Enviado da Otan diz que Cabul é mais segura que NY para crianças

Em programa de TV, Mark Sedwill afirma que há "pouquíssima bombas" na capital do Afeganistão

iG São Paulo |

O principal representante civil da Otan no Afeganistão, Mark Sedwill, afirmou em entrevista transmitida nesta segunda-feira que é "provavelmente mais seguro" criar uma criança nas grandes cidades afegãs do que em lugares como Nova York ou Londres.

Sedwill participava do "Children's BBC Newsround", popular noticiário da rede britânica destinado às crianças, quando ouviu moradoras de Cabul, capital afegã, dizerem que se sentem inseguras nas ruas fa cidade por medo de bombas. Em sua resposta, o representante da Otan minimizou o problema.

"Aqui em Cabul e nas outras grandes cidades (afegãs), na verdade há pouquíssimas dessas bombas", disse ele. "As crianças provavelmente estão mais seguras aqui do que estariam em Londres, Nova York, Glasgow ou muitas outras cidades", acrescentou, segundo trechos da entrevista divulgados pela emissora.

Um especialista da entidade Save the Children contestou a tese de Sedwill. "Uma em cada cinco crianças (do Afeganistão) morre antes de chegar aos 5 anos de idade. Então, dizer que é mais seguro do que viver em Londres, Nova York ou Glasgow é uma idiotice", afirmou.

Sedwill se defendeu dizendo que estava tentando explicar que a violência não é igual em todas as partes do Afeganistão e que em cidades como Cabul, onde a segurança havia melhorado, a situação era comparável à vivida por crianças no Ocidente.

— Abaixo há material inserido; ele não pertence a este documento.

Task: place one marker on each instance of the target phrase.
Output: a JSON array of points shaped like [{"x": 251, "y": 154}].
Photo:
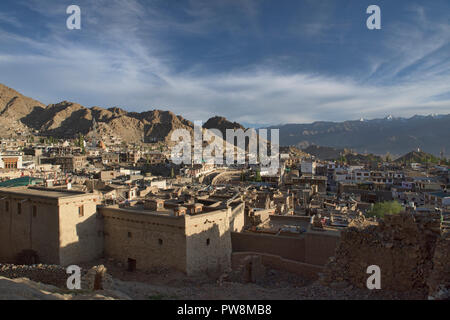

"Qualquer comentário que se tenha de esclarecer é porque obviamente não foi muito bem colocado e a comparação feita com cidades no Ocidente tirou a atenção da questão importante que eu estava tentando expor", disse Sedwill, em comunicado.

A ONU estima que 1.795 crianças afegãs tenham sido mortas ou feridas por causa da guerra entre setembro de 2008 e agosto de 2010.

Em novembro de 2009, um relatório do Unicef (Fundo da ONU para a Infância) disse que o Afeganistão é o lugar mais perigoso do mundo para se nascer - tem a maior mortalidade infantil do planeta, e dois terços da população não tem acesso à água tratada.

O relatório dizia que 43% do país estava fora do acesso das agências humanitárias por causa da falta de segurança, e que isso dificultava campanhas de vacinação e saúde para crianças.